Au-delà de la tragédie humaine, cette affaire est devenue l’emblème des accusations de violences perpétrées contre des civils durant les mobilisations populaires. Pour de nombreux observateurs, la mort d’un mineur en marge d’une manifestation constitue un rappel brutal du lourd tribut humain que paient les tensions politiques persistantes au Togo.

Cependant, pour la famille de Jacques, l’épreuve ne s’est pas arrêtée à sa disparition. Quelques semaines après son décès, les autorités auraient refusé l’autorisation d’organiser une messe commémorative à l’occasion du 40ᵉ jour de sa mort, le 8 juillet 2025. Cette décision a profondément heurté ses proches, qui y ont vu une entrave à leur droit de faire leur deuil dans la dignité.
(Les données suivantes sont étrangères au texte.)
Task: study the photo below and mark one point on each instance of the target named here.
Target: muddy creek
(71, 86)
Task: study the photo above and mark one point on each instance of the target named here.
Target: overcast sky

Pour de nombreux Togolais, empêcher une famille d’honorer la mémoire de son enfant revient à prolonger sa souffrance. Car au-delà des divergences politiques, le droit de pleurer un être cher et de lui rendre hommage relève des libertés fondamentales et du respect de la dignité humaine.

Un an après, le nom de Jacques Koami Koutoglo reste associé aux revendications de vérité, de justice et de lutte contre l’impunité. Sa disparition continue de nourrir les appels en faveur d’enquêtes indépendantes sur les violences qui ont entouré les manifestations de juin 2025, ainsi que de l’établissement des responsabilités.

Pour beaucoup, aucune réconciliation durable ne pourra être envisagée tant que les familles des victimes n’auront pas obtenu de réponses sur les circonstances exactes de ces décès et que justice ne sera pas rendue. Car lorsqu’un enfant perd la vie dans un contexte de contestation politique, c’est toute une nation qui est appelée à s’interroger sur la protection des droits fondamentaux et sur la responsabilité de ceux qui exercent le pouvoir.